According to the exit polls Mitt Romney and John McCain tied 33% to 33% among the 89% of the Florida Republicans who voterd last night who were not Hispanic. Among Hispanics, who where 11% of the Florida GOP electorate last night, the vote was 54% McCain, 24% Rudy and 14% Romney. So it was the vote of Hispanic voters who put John McCain over the top in Florida, and gave him the most important win of his fight for the GOP nomination.John McCain won the non-Cuban Hispanic vote over Romney by 51 to 21.
Thus, John McCain, the candidate who championed immigration reform, may have had the nomination delivered to him by those Hispanic voters he has been fighting for. And Romney, who has led the anti-immigrant crusade in the GOP field this year, saw this strategy explode on him - as it has virtually every other Republican who has invested in it - last night.
McCain does not support the Kennedy/McCain Comprehensive Immigration Reform Bill anymore in an attempt to win over Conservatives, but this rhetoric has not been over the top. Immigrant-bashing is still going to play a role in the 2008 elections. The Conservative base always need someone to demonize and ‘Mexicans’ are their next target.
Today — with the nation bogged down in a disastrous war, oil prices at $100 a barrel, climate change cooking the planet and the economy veering into recession — the geniuses vying to lead the Republican Party have decided what's really wrong with America: Mexicans. [..]It is so bad that Grover Norquist is now the voice of reason within the Republican base.
Exploiting the spasm of xenophobia that has taken hold of the GOP base helped Huckabee win Iowa — where entrance polls found illegal immigration the primary issue among the party's voters. But top Republican strategists are petrified that pandering to a narrow band of nativists will ruin the GOP's future with the nation's fastest-growing bloc of voters.
Grover Norquist, a top ally of Karl Rove, believes that the "vicious" rhetoric by GOP candidates could prompt Hispanics to flee "in droves" to the Democrats. "Talking about a strong border is one thing," Norquist says. "It's when you get into enforcing the law — which means deport — that you lose people's votes. Oddly enough, people resent the idea that you might throw their mother out of the country." [..]The last paragraph is dead on.
Yet despite such evidence, the Republican candidates continue to undercut one another in a race to the xenophobic bottom. At every event, says Norquist, the candidates "get further and further right — it's not even right, it's just further and further hostile — trying to outdo each other. They somehow think that by putting the word 'illegal' in front of immigrant, they've cleared themselves of any ethnocentric bigotry: 'Oh, I'm only against the illegal ones.' Ha."

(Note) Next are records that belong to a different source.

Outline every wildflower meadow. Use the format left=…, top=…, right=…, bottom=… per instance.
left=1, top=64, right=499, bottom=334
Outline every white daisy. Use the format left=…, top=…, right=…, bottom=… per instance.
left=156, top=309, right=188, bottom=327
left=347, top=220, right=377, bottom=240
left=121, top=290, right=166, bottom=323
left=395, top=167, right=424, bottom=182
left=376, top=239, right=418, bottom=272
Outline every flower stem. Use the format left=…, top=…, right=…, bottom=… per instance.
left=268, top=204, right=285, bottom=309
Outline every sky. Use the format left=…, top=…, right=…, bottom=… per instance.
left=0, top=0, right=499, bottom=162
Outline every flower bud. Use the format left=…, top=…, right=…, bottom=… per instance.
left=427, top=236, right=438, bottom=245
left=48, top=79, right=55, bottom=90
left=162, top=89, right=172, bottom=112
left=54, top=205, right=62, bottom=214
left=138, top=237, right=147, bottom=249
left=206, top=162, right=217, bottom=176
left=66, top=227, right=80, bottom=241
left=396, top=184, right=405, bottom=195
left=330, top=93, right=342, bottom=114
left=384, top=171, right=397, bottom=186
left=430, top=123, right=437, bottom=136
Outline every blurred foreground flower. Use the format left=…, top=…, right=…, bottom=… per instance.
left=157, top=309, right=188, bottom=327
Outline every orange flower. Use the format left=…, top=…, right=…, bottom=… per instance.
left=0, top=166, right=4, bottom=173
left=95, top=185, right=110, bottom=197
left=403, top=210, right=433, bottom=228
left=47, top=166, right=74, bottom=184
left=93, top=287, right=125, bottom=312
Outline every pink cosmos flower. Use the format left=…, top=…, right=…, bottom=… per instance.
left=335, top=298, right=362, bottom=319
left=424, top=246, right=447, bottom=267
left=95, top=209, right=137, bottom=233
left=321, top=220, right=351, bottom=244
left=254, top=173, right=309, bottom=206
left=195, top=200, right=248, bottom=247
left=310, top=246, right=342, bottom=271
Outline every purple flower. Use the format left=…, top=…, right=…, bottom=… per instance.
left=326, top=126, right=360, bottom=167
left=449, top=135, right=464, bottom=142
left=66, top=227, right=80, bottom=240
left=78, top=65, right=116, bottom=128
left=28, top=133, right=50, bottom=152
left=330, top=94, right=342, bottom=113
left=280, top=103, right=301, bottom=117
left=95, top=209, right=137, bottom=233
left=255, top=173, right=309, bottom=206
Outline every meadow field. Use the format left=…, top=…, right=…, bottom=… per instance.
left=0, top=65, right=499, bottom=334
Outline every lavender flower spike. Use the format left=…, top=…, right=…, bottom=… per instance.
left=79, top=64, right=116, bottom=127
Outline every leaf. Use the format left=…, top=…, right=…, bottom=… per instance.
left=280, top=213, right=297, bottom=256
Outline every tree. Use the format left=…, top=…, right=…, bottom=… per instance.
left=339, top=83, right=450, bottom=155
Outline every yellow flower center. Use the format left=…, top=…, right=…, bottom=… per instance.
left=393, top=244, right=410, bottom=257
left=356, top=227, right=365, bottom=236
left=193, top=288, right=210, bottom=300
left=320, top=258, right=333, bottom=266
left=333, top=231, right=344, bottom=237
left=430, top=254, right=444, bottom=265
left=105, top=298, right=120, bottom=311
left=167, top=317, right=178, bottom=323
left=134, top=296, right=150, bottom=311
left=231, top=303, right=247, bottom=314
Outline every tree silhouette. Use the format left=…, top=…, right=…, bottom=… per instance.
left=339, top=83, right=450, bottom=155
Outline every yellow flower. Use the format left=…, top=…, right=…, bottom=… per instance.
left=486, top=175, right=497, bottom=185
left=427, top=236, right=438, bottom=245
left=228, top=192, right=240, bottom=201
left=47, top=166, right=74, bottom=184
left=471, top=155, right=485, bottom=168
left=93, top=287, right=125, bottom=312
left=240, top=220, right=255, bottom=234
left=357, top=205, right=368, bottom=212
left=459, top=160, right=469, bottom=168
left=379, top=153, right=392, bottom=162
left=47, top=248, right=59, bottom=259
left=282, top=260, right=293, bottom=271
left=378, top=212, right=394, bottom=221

That equation, experts say, misses the reality of most immigrants, whose families are a mix of citizens, permanent residents who want to become citizens and undocumented immigrants desperate to get legal status. "When the candidates say they're for legal but not illegal immigration," says Sharry, "what they're saying is 'We want to deport your brother. We want to deport your cousin. The child who came with you — but not the children who were born here — would have to go home.'"
My two brothers and I were born here in America, but my parents were illegal immigrants at the time. Under President Ronald Reagan’s amnesty in the 80’s, my parents were able to become citizens in the 90’s. This issue hits me close, if Reagan’s amnesty was never put into law, the Republicans right now would be trying to deport my parents. Some of them are even go as far as trying to rewrite the Constitution to prevent the children of immigrants born in the U.S.A from receiving citizenship.
Why would I and any member of my family or the Hispanic Community vote for a political party that is trying deport our family members or trying to take the rights of citizenship out the Constitution?